The 30-5 vote represents a victory for consumer groups that have for years sought to crack down on lenders who charge triple-digit annual rates.
Suzanne Martindale, senior policy advisor at Consumer Reports, called the legislation a crucial first step in curbing predatory lenders.
“Predatory lenders have been allowed to take advantage of vulnerable Californians for decades, while blocking any attempt at reform,” she said in a press release.
The bill, which was approved by the state assembly in May, now goes to Democratic Governor Gavin Newsom, who has criticized high-cost lenders.

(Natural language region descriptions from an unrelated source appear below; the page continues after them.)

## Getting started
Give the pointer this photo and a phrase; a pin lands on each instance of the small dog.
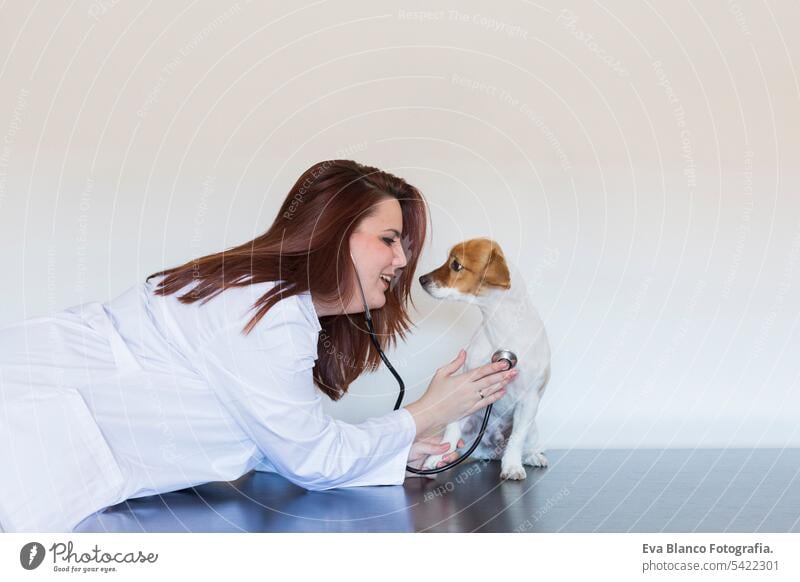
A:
(476, 272)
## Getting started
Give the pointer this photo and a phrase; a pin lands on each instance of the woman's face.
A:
(376, 250)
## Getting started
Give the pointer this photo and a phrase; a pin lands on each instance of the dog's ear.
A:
(496, 272)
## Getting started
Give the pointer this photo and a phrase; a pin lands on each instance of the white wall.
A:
(638, 161)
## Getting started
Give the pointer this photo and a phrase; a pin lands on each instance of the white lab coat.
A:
(141, 395)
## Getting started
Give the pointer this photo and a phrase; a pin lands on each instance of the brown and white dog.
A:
(477, 272)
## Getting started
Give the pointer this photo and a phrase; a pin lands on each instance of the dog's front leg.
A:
(452, 434)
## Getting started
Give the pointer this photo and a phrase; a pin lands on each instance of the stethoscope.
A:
(506, 355)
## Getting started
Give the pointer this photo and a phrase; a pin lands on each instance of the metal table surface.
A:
(612, 490)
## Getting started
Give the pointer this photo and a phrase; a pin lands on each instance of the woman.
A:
(211, 369)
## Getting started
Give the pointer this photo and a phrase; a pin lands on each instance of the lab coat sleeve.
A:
(265, 381)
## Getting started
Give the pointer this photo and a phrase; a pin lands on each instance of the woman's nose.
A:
(400, 257)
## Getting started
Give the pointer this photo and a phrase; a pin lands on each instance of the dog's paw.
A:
(432, 461)
(512, 471)
(536, 459)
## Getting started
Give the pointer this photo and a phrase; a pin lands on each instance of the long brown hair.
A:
(311, 235)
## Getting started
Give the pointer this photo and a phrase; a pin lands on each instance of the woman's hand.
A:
(451, 397)
(426, 446)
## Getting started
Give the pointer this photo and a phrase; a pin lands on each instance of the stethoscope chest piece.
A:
(506, 355)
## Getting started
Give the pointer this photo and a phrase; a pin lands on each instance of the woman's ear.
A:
(496, 273)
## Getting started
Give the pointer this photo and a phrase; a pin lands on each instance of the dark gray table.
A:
(643, 490)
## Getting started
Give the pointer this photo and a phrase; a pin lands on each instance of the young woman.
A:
(211, 369)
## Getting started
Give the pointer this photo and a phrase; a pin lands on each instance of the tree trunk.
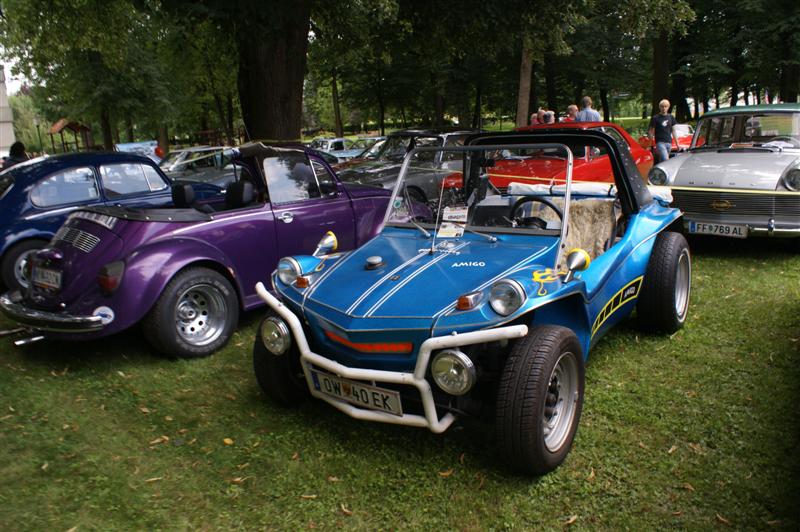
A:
(476, 114)
(524, 90)
(163, 139)
(337, 111)
(105, 127)
(229, 120)
(660, 70)
(129, 127)
(271, 70)
(550, 82)
(606, 106)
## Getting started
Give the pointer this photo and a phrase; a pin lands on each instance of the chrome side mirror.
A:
(327, 244)
(577, 261)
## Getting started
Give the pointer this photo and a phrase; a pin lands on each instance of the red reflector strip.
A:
(383, 347)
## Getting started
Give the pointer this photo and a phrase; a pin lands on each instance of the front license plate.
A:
(735, 231)
(46, 278)
(358, 394)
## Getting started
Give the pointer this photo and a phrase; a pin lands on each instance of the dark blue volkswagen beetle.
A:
(37, 196)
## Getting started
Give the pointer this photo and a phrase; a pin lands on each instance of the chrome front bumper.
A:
(431, 419)
(47, 321)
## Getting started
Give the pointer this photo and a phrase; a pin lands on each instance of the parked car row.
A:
(447, 273)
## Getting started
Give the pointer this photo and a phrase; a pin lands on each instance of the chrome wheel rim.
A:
(19, 267)
(683, 284)
(561, 402)
(200, 314)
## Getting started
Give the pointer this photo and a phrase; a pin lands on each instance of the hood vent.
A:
(81, 240)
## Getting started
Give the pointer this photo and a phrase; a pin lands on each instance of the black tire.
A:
(664, 300)
(195, 315)
(530, 391)
(14, 260)
(281, 377)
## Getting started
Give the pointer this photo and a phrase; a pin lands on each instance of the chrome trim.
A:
(47, 321)
(431, 419)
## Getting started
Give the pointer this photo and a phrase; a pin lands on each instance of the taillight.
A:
(110, 277)
(454, 180)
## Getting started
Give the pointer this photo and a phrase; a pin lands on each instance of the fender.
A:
(150, 268)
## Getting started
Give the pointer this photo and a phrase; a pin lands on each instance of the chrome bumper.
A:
(769, 229)
(431, 418)
(47, 321)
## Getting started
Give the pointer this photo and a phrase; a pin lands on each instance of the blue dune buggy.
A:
(488, 306)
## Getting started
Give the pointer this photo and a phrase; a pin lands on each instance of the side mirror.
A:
(327, 244)
(577, 261)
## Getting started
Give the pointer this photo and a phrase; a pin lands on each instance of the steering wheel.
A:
(533, 221)
(786, 138)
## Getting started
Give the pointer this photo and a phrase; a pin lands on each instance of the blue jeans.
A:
(662, 151)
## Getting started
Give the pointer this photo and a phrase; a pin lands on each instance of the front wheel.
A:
(194, 316)
(664, 301)
(539, 399)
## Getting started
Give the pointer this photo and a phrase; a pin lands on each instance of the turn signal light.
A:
(454, 180)
(380, 347)
(110, 277)
(468, 301)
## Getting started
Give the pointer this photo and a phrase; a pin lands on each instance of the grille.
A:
(82, 240)
(738, 203)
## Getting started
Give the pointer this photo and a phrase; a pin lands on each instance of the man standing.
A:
(587, 114)
(662, 127)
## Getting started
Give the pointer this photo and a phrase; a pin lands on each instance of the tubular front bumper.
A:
(431, 419)
(47, 321)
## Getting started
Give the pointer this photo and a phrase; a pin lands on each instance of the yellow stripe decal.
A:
(627, 293)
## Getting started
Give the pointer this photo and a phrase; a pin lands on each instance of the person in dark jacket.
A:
(16, 155)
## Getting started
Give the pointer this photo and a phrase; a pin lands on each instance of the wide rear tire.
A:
(539, 399)
(664, 300)
(195, 315)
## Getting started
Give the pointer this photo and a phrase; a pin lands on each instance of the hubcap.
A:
(683, 283)
(560, 403)
(200, 314)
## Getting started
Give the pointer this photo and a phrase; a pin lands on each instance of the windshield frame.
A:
(407, 160)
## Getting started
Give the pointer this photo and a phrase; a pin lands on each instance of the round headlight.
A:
(792, 179)
(506, 296)
(657, 176)
(453, 372)
(275, 335)
(288, 270)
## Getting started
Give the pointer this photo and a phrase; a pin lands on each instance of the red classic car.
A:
(545, 167)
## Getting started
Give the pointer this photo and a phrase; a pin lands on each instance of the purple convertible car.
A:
(187, 271)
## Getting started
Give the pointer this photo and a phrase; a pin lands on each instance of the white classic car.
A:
(741, 175)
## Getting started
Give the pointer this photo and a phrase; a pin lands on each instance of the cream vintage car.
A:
(741, 176)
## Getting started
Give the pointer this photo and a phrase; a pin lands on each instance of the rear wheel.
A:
(664, 301)
(194, 316)
(14, 262)
(280, 376)
(539, 399)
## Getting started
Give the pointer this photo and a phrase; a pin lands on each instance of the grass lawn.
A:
(695, 431)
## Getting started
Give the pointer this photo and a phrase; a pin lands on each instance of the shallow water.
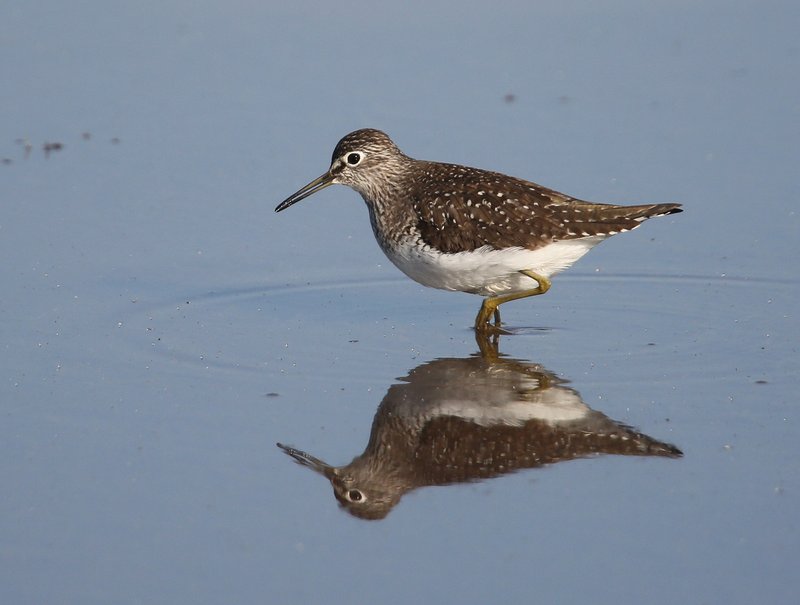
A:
(162, 329)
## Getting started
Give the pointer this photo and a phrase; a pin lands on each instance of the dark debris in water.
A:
(48, 147)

It would put a cap of 36% plus the federal funds rate on installment loans of $ 2,500 to $ 9,999. Under California’s complex low-amount consumer credit rules, approved lenders can currently charge whatever rates they want within this range of loan sizes.
Companies that typically charge interest rates above 40% in California, including Advance America and Elevate, have lined up against the bill.
But he has gained support from companies that offer consumer installment loans with lower APRs, including OneMain Financial and Oportun. The companies are part of the Coalition for Affordable and Safe Credit, which called the vote on Friday a major step in protecting consumers in the nation’s largest state.
“We commend the Senate for joining the Assembly in taking strong bipartisan action to protect consumers by ensuring access to safe and affordable credit,” the coalition said in a written statement.
If it becomes law, the law should reduce the incentive that lenders currently have to encourage consumers to borrow at least $ 2,500. Annual interest rates on shorter maturity loans are capped between 12% and 30% in California.
Last year, California approved lenders made about 750,000 fixed-rate installment loans ranging from $ 2,500 to $ 9,999. About 55% of those loans had annual percentage rates of 40% or more, while the rest had lower APRs, according to a report by the California Department of Business Oversight.
Banks and credit unions would not be directly affected by the bill because they are not required to obtain a license under California funding law.
The bill would not change the rules for payday loans. In 2018, payday lenders made over 10 million loans in the state at an average annual percentage rate of 376%.
In his inaugural address in January, Newsom vowed to stand up to lenders who target the state’s most vulnerable citizens.
“We can’t celebrate until we see his signature on the dotted line,” said Marisabel Torres, California policy director for the Center for Responsible Lending, “but we’re confident it will be sent to her.”